Popularity ages quickly, but real substance lasts forever.
Popularity doesn’t require discipline or discernment. It thrives on immediacy.
But credibility requires:
A body of work
A mind that isn’t outsourced to trends
Identity that isn’t dependent on strangers’ validation
Decision-making that isn’t reactive
Something to say, not just something to show
People are no longer impressed by the girl who is seen by many. They’re impressed by the woman who stands for something and is willing to build her life around it.
We’re in the middle of a correction. Fake confidence is being filtered out. Being influenced to buy a pair of leggings is losing its shine. The audience is in search of women with actual value to offer, not just an edited highlight reel.
Who Is Replacing Them?
The fall of the ‘It Girl’ has created more space for a more interesting archetype: the woman with range.
This woman isn’t built on aesthetics alone. She has layers, perspectives, skills and stories. She’s the woman who can hold a room and a conversation, while still having something unexpected to contribute.
People don’t follow her because she’s popular, they follow her because she’s compelling.
Here are a few things that define the woman with range:
Her personality isn’t related to the algorithm. She doesn’t manipulate her identity to fit trends. She manipulates the trends around her identity.
She’s selective, not performative. She doesn’t need to be everywhere. She’s intentional about where she shows up.
She invests in her intellect as much as her image. You’ll find her reading, studying, and travelling. visiting museums and galleries. Knowledge is a standard.
She builds instead of imitates. Projects, brands, communities, she’s producing, not mimicking.
She has longevity. Range creates resilience. The woman with range can outgrow platforms, niches, and trends without losing relevance.
This is the era of the multi-dimensional woman, the one who doesn’t disappear the moment you stop looking at her outfit. It’s a flex that can’t be bought, copied, or filtered.
Influence That Isn’t for Sale
The biggest downfall of the ‘It Girl’ economy is that it became a marketplace. Once everything turned into #ad, #gifted, and “use my code,” the trust broke. I don’t know about you, but as soon as I see or hear any of these words, I’m scrolling straight past.
Not interested.
Instead, real influence, the kind of influence that shapes culture, is never for sale. The women rising right now understand that influence is built on three things:
1. Independence of thought
She doesn’t rush to echo the popular take. In fact, she thrives off of having an opposing opinion and will only agree if it’s genuine to how she feels. She dares to form her own opinions, and people pay attention because they’re not copied from the same script everyone else is reading.
2. Discernment
She doesn’t attach her name to everything; therefore, when she does, it means something. You never know everything about her because certain things she holds sacred to her heart.

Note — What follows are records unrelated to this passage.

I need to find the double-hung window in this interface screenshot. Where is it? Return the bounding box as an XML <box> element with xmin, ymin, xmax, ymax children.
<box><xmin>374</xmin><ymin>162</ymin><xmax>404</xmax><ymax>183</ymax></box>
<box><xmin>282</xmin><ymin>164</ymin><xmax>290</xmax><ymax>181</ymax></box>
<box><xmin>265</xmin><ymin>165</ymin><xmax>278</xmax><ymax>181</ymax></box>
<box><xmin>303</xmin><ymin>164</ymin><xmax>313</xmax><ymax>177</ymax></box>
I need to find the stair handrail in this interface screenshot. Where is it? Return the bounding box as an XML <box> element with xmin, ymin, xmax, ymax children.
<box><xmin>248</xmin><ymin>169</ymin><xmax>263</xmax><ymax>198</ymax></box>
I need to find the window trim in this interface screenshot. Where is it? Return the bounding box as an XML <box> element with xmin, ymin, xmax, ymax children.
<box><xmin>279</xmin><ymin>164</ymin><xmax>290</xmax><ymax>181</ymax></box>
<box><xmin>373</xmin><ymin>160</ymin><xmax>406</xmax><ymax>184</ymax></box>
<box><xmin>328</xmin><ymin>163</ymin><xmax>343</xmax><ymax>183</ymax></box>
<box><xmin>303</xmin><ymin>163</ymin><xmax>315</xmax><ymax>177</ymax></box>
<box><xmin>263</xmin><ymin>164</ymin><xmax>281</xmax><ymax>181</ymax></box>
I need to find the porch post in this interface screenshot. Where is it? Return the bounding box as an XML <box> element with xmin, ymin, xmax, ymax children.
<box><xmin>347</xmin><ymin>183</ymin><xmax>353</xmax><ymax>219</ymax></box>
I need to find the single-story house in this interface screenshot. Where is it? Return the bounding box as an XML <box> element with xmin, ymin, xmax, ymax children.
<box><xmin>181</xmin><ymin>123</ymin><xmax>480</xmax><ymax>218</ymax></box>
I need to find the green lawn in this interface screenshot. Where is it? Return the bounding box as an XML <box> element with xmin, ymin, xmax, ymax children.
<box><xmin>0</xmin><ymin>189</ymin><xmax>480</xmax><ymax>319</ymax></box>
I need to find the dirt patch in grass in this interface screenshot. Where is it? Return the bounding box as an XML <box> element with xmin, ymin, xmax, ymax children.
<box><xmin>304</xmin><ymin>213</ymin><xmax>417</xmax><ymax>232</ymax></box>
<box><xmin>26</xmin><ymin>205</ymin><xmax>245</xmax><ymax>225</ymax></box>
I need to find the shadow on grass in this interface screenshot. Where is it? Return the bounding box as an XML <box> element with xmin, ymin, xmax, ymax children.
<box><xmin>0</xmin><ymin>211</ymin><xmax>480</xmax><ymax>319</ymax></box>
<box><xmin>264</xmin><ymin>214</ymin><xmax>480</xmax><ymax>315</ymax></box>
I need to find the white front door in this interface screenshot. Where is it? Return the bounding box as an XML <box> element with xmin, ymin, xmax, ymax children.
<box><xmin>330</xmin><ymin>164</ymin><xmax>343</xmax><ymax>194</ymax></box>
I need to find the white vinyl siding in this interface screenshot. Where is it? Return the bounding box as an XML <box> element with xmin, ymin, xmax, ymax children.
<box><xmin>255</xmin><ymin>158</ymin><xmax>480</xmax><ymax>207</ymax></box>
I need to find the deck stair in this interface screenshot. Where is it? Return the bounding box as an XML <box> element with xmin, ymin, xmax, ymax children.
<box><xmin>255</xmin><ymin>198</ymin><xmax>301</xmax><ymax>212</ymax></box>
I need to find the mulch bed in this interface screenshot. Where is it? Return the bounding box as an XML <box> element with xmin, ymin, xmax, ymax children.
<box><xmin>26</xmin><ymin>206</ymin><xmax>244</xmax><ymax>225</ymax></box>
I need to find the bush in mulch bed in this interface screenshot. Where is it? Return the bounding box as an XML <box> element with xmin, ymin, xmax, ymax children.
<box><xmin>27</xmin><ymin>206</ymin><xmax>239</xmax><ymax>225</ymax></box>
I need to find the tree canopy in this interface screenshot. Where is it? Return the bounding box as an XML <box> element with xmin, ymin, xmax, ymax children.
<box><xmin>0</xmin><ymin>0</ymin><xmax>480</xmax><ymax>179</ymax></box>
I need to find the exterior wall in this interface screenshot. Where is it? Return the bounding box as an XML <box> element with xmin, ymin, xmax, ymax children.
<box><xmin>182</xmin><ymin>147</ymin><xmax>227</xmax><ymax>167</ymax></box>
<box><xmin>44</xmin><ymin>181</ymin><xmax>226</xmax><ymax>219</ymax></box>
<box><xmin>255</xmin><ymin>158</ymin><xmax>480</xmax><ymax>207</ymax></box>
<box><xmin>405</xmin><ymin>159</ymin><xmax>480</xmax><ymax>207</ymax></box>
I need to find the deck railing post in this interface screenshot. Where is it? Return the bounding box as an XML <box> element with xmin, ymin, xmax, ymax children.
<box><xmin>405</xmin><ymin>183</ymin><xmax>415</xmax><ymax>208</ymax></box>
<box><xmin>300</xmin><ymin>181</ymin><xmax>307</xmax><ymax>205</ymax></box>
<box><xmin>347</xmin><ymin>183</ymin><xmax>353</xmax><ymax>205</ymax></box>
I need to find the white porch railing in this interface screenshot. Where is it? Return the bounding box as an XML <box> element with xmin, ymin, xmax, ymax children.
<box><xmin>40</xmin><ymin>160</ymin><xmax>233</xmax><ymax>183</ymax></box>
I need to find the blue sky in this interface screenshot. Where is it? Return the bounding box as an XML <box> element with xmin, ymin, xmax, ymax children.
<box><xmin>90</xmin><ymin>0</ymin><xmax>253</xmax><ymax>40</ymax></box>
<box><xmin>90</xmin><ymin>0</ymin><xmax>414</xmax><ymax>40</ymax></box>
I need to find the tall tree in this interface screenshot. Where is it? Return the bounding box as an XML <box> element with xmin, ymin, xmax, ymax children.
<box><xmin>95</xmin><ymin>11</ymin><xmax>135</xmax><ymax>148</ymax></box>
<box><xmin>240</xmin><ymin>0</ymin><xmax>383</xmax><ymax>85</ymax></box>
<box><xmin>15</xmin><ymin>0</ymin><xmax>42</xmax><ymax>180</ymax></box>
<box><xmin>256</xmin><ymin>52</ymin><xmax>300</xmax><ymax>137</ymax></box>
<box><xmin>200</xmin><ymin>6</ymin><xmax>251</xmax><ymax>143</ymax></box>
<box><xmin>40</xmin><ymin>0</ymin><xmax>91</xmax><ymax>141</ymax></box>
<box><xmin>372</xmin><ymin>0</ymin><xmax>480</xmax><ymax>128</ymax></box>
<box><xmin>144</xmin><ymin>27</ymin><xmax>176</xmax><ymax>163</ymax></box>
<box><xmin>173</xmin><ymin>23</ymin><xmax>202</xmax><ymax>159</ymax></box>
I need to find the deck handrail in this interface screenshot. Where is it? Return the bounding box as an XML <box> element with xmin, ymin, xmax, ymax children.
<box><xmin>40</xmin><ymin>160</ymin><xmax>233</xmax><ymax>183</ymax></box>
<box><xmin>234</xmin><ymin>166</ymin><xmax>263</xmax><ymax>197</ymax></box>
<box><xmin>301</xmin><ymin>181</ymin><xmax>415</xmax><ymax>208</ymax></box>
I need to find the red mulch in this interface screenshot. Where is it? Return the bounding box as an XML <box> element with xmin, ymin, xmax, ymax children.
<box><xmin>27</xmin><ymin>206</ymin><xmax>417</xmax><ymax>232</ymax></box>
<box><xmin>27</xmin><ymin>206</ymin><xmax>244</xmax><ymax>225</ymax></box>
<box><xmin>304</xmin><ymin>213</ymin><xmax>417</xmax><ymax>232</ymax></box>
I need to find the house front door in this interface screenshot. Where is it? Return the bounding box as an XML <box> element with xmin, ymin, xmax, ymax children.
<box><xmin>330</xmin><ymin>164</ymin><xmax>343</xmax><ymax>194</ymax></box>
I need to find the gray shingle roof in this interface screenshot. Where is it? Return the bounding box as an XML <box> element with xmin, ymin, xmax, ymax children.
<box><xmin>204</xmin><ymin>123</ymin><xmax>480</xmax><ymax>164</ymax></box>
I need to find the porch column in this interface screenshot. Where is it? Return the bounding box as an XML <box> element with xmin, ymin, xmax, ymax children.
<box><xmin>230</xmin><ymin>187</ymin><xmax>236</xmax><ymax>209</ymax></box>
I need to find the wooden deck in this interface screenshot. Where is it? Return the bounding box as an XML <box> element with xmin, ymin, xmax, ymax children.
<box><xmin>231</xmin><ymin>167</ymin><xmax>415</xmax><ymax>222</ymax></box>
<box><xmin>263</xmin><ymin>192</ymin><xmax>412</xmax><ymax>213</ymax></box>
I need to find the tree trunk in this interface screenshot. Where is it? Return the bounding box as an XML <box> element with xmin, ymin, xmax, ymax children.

And scarcity is her power.
3. Credibility earned privately first
She’s creating the lifestyle for herself behind closed doors before she speaks about it publicly. She’s working on being the example, not becoming the advertisement.
Finally
The new cultural currency is not popularity. It’s not virality. It’s not even having any form of a digital presence.
Its relevance lies in having range and intellect among women who can articulate ideas, not just aesthetics.
Women who can hold space, not just attention. Women who demonstrate self-awareness, strategy, and sophistication in how they move through the world.
Women are no longer aspiring to be ‘followed’, they’re aspiring to be a source of innovation and, at the same time, be respected for it. They’re not trying to be icons.
And that is why the age of the ‘It Girl’ is dissolving and why the era of the credible, cultured, intellectually-driven woman is just beginning.